Chesterton's Fence

Imagine yourself walking down a country lane, lush green grass around you, no farm animals anywhere, when suddenly you see a fence right in the middle of the path. You think, now, that’s a bit silly, that fence is blocking the path, somebody should have this fence removed. And by thinking that you’d fall right into the predicament known as Chesterton’s Fence. That is, you see something that you instinctively feel does not belong and you want to remove it. And perhaps that is exactly what needs to be done, but not before you ask a very important question, “why”? Why is the fence here? What function does it serve? Who put it there? What were they trying to achieve?

In any complex system, and most of the systems we work with these days are complex, problems often arise as a result of relationships and interactions between components. Our systems contain many components, some with special optimizations, some acting as local stabilizers, that might appear inefficient and unintuitive. Other components, or parts of the system seem to serve no apparent purpose at all.

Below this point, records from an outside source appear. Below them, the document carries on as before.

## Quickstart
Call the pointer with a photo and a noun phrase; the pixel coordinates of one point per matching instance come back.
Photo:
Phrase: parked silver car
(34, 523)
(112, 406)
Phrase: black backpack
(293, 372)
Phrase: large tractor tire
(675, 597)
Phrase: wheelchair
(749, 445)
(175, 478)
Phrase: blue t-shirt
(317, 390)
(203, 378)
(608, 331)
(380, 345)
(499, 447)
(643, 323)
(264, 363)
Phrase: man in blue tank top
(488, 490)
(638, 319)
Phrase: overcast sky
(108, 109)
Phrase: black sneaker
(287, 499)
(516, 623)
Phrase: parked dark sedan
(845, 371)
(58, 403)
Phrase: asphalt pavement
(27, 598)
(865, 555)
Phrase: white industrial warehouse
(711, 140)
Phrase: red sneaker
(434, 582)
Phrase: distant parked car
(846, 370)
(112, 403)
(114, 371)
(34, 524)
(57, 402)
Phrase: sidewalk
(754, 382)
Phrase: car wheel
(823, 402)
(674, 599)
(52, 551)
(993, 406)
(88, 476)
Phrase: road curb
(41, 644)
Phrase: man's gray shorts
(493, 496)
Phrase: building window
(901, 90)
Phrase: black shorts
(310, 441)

Any given component is usually self-contained and can be understood, reasoned about, modified and improved by one person, or a small team. Where the complexity usually surfaces is when these well-defined components start forming relationships and dependencies. A change in one place can cause a cascade of effects across the system. Sometimes these effects are immediate, sometimes they’re separated by several layers of indirection or appear as latent failures. For instance, removing a rate limiter in one component could adversely affect another that is not directly connected. Or optimizing the processing speed of another component might degrade the entire system during peak sales season, because the database was not scaled to accommodate the increased load.

And here’s where the fence metaphor reveals something insightful. If I don’t understand why “this” thing is here, what are the chances are that removing or modifying it will break or adversely affect the system? I would say they’re pretty high.

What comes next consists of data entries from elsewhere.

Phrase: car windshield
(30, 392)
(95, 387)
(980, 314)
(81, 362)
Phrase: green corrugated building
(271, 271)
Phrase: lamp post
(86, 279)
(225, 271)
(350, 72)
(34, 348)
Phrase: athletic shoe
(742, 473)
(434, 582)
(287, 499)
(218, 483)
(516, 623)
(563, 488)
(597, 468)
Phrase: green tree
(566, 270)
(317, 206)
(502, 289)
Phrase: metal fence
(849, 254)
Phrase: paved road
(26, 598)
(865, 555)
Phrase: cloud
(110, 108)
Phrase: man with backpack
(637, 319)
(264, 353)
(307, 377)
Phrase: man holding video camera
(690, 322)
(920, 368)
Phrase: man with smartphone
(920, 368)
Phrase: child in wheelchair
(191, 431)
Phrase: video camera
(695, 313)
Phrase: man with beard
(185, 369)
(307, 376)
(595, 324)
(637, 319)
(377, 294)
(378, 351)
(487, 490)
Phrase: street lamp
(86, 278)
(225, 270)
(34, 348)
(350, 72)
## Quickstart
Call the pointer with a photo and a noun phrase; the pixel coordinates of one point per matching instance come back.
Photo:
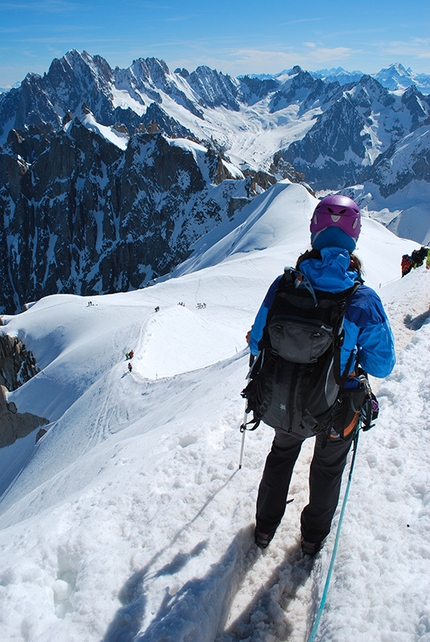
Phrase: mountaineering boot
(310, 548)
(262, 539)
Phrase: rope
(336, 544)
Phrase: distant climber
(407, 264)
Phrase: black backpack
(295, 381)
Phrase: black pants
(325, 478)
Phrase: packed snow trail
(130, 519)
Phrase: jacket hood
(332, 272)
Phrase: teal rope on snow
(336, 544)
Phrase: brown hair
(355, 263)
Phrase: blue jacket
(367, 330)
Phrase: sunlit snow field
(130, 521)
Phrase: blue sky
(234, 36)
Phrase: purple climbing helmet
(335, 221)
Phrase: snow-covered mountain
(108, 176)
(129, 519)
(395, 77)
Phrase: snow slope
(130, 521)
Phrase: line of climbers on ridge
(416, 259)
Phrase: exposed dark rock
(13, 424)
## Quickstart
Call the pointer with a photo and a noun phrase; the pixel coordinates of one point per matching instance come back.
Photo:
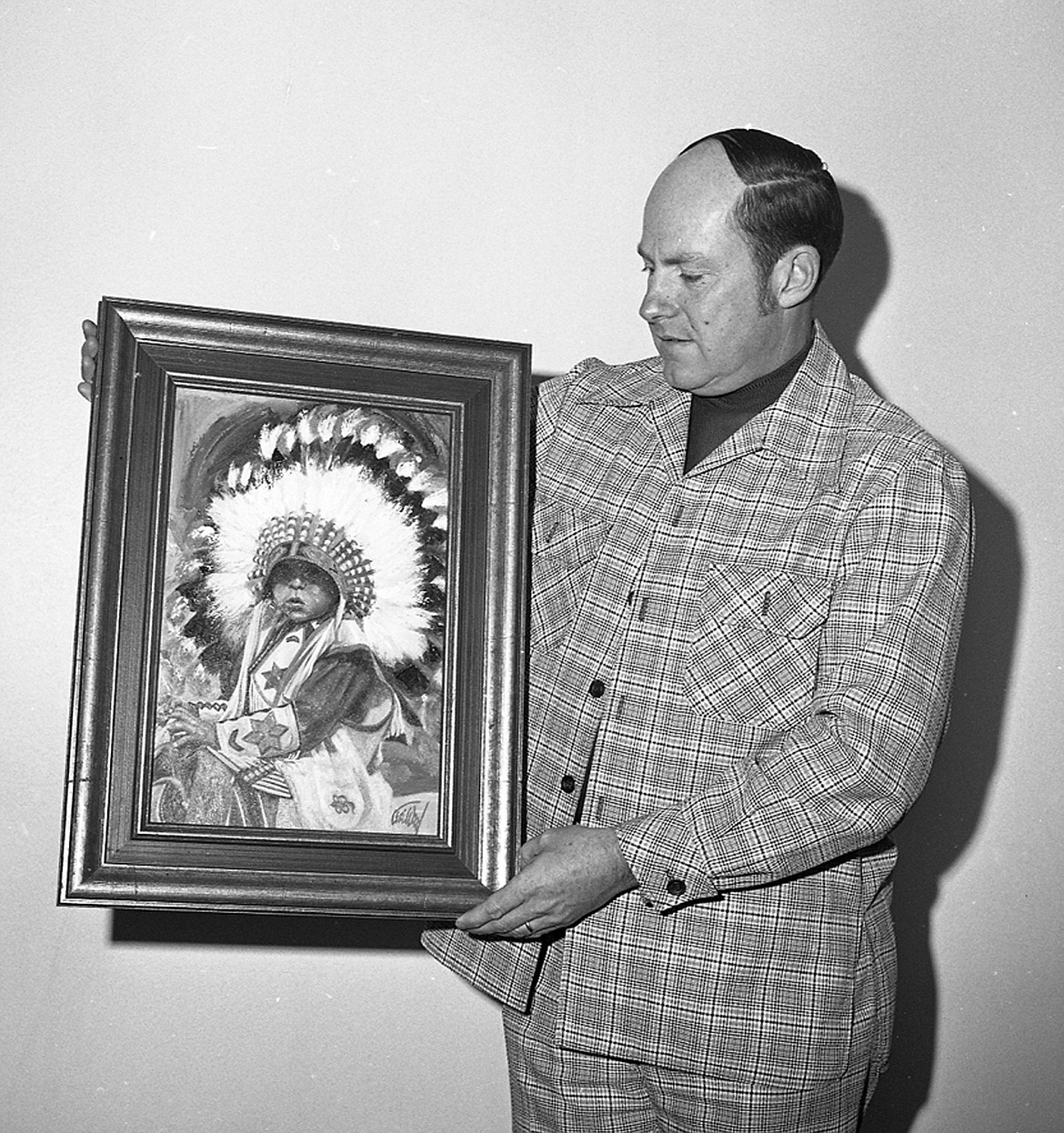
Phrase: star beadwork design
(267, 735)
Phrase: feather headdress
(362, 520)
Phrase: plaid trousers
(744, 670)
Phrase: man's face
(303, 595)
(704, 299)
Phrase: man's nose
(657, 303)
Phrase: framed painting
(298, 672)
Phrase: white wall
(478, 168)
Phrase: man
(747, 586)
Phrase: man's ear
(796, 275)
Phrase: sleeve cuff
(663, 861)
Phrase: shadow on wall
(939, 826)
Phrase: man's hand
(90, 349)
(563, 875)
(189, 731)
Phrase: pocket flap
(787, 605)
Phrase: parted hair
(790, 198)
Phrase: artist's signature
(410, 815)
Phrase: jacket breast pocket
(754, 645)
(565, 546)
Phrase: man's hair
(790, 198)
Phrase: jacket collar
(805, 428)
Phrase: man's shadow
(936, 832)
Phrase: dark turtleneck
(715, 418)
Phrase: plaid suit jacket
(745, 671)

So what should we do? Same thing we did when encountering the fence, ask questions first.

If I remove this thing here, how will that affect system as a whole?

If I optimize this locally, will I cause the bottleneck somewhere else?

Does this odd-looking code here handle a rare edge case that only happens once a month? Will removing it plunge the system into a metastable failure?

It so might happen that this useless fence was put here to prevent a runaway dynamic. Things will appear fine for a while until the trigger is initiated and we get into a state that might require a cold restart of the entire system.

That fence is more than just an oddity, it serves as a useful metaphor for working with technology and software systems. Even though the Chesterton’s Fence heuristic predates it, it is very much related to Systems Thinking approach, something that I consider essential whenever we deal with systems of any complexity.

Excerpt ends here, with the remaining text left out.